To download models defined in any config:

```powershell

python download_models.py --config config.production.yaml

```

This will store the downloaded .pth files under the `DOWNLOAD_MODEL_DIR` specified in the YAML (defaults to `./models`).

Advanced features:
 - `reasoning` is performed in-process by the same model (no external reasoning model is used). Use a request model like `rwkv-latest:thinking` or set the reasoning suffix and the requested model will run reasoning in the same model.
 - `web_search` functionality is available at the request level β€” set `web_search: true` and optionally `search_top_k` to inject search results from DuckDuckGo into the prompt. This is executed by the server and provided to the same model as context.
 - `tools` are executed server-side and results injected into the prompt for the same model. Supported tools: `web_search` and `calc` (calculator). Example of `tools` usage:

```json

{

	"model": "rwkv-latest",

	"prompt": "Calculate 2+3*4 and tell me the result",

	"tools": [{"name": "calc", "args": {"expression": "2+3*4"}}]

}

```

API endpoints and model listing:
- `GET /api/v1/models` β€” returns a JSON list of configured models, sampler defaults, and ALLOW_* flags. This lets clients build per-model UI toggles (web search, tools, reasoning) based on server-provided capabilities.



Examples:

- `curl http://127.0.0.1:7860/api/v1/models` will show configured models and their sampler defaults.

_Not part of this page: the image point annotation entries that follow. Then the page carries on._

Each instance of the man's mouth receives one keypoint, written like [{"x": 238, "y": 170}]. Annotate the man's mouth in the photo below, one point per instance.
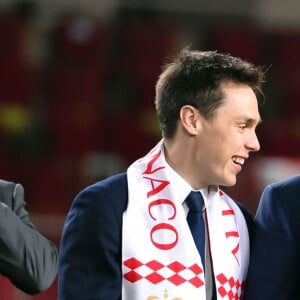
[{"x": 238, "y": 160}]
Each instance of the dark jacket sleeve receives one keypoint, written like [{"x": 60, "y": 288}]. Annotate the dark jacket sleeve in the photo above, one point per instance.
[
  {"x": 27, "y": 258},
  {"x": 90, "y": 248},
  {"x": 274, "y": 262}
]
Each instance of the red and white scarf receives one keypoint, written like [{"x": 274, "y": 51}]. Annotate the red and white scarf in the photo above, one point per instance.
[{"x": 159, "y": 256}]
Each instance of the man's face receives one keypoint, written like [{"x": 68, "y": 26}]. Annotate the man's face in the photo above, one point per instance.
[{"x": 225, "y": 141}]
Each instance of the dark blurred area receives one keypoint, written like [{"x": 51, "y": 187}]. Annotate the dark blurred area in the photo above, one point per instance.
[{"x": 77, "y": 93}]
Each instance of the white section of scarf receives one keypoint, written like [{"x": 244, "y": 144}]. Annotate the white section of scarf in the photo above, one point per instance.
[{"x": 159, "y": 256}]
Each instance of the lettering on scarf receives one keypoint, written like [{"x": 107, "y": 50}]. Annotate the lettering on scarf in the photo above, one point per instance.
[
  {"x": 161, "y": 227},
  {"x": 232, "y": 234}
]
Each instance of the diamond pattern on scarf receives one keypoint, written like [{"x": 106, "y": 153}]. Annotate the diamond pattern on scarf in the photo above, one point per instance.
[
  {"x": 156, "y": 272},
  {"x": 230, "y": 287}
]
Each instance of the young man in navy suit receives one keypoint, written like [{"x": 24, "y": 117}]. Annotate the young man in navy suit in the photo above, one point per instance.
[
  {"x": 275, "y": 260},
  {"x": 127, "y": 237}
]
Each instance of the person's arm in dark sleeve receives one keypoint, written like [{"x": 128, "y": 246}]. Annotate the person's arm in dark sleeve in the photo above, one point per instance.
[
  {"x": 27, "y": 258},
  {"x": 90, "y": 248},
  {"x": 273, "y": 270}
]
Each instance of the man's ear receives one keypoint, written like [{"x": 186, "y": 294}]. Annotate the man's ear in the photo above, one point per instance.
[{"x": 190, "y": 117}]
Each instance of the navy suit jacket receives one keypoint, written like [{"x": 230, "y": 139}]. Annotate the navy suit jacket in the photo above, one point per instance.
[
  {"x": 91, "y": 244},
  {"x": 274, "y": 272}
]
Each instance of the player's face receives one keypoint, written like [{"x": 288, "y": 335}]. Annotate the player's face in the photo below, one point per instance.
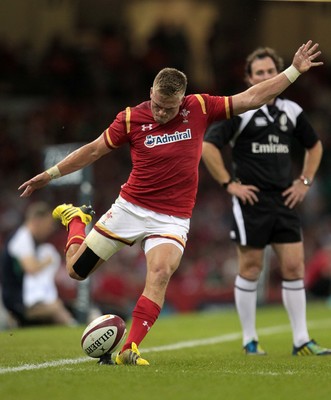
[
  {"x": 262, "y": 69},
  {"x": 164, "y": 108}
]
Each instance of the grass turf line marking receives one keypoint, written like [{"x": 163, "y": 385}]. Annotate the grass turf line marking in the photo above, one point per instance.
[{"x": 175, "y": 346}]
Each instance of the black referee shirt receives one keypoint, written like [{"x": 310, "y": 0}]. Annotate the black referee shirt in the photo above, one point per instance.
[{"x": 262, "y": 141}]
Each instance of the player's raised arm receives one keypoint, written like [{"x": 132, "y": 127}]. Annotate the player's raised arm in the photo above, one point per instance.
[
  {"x": 261, "y": 93},
  {"x": 76, "y": 160}
]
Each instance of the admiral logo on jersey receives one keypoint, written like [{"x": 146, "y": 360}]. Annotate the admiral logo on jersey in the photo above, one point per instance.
[
  {"x": 167, "y": 138},
  {"x": 184, "y": 113},
  {"x": 272, "y": 147}
]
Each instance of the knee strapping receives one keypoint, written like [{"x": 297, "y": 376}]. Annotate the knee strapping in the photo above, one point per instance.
[{"x": 85, "y": 263}]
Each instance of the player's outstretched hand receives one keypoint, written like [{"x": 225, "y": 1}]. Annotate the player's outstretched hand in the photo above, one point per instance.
[
  {"x": 304, "y": 58},
  {"x": 36, "y": 182}
]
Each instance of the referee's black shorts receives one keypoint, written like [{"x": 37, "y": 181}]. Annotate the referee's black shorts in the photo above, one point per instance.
[{"x": 268, "y": 221}]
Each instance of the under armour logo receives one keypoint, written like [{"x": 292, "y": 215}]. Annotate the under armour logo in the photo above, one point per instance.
[
  {"x": 145, "y": 323},
  {"x": 145, "y": 127}
]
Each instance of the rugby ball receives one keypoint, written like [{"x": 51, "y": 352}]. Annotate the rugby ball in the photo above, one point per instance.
[{"x": 103, "y": 335}]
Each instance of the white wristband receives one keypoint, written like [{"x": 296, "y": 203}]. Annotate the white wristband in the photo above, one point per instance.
[
  {"x": 292, "y": 73},
  {"x": 54, "y": 172}
]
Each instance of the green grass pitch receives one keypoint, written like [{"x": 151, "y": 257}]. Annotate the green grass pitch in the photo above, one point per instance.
[{"x": 192, "y": 356}]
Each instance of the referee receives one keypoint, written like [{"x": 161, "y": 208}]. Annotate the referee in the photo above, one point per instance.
[{"x": 265, "y": 196}]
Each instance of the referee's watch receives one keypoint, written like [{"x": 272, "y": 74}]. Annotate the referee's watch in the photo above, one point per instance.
[
  {"x": 226, "y": 184},
  {"x": 306, "y": 181}
]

Example: POST with `web_search` and reasoning enabled

```json

{

	"model": "rwkv-latest:thinking",

	"prompt": "Who is the current president of France?",

	"max_tokens": 32,

	"web_search": true,

	"search_top_k": 3

}

```

The server will perform a web search for the prompt, aggregate the top 3 results, and inject those into the prompt, then run the model with reasoning enabled β€” all using the same model instead of an external reasoning or search model.

Universal tool and model-initiated tool calls:
- The `universal` tool returns a structured JSON/dict with the following fields: `action` (calc/web_search), `result` (string), and `metadata` (dict with `confidence`, query/expression, etc.).

- Example `universal` result:



```json

{

	"action": "calc",

	"result": "14",

	"metadata": {"expression": "2+3*4", "confidence": 0.98}

}

```



- The model can also request tools mid-generation by emitting a sentinel tag, e.g.:



```

<tool-call>{"name":"calc","args":{"expression":"40+2"}}</tool-call>

```



	When the model emits such a sentinel, the server will execute the requested tool, inject the results into the prompt, and continue streaming output. The server will also emit a metadata-only streaming chunk so the client is aware a tool was executed mid-stream.



Streaming behavior:

- The API streams responses token-by-token by default (`stream: true`) and persists a `state_name` for the generation if requested (or will generate one). Provide `state_name` to resume continuation from where the previous stream stopped. The server stores model state in memory under `(model, state_name)` so subsequent requests with the same `state_name` can continue generation from that exact point.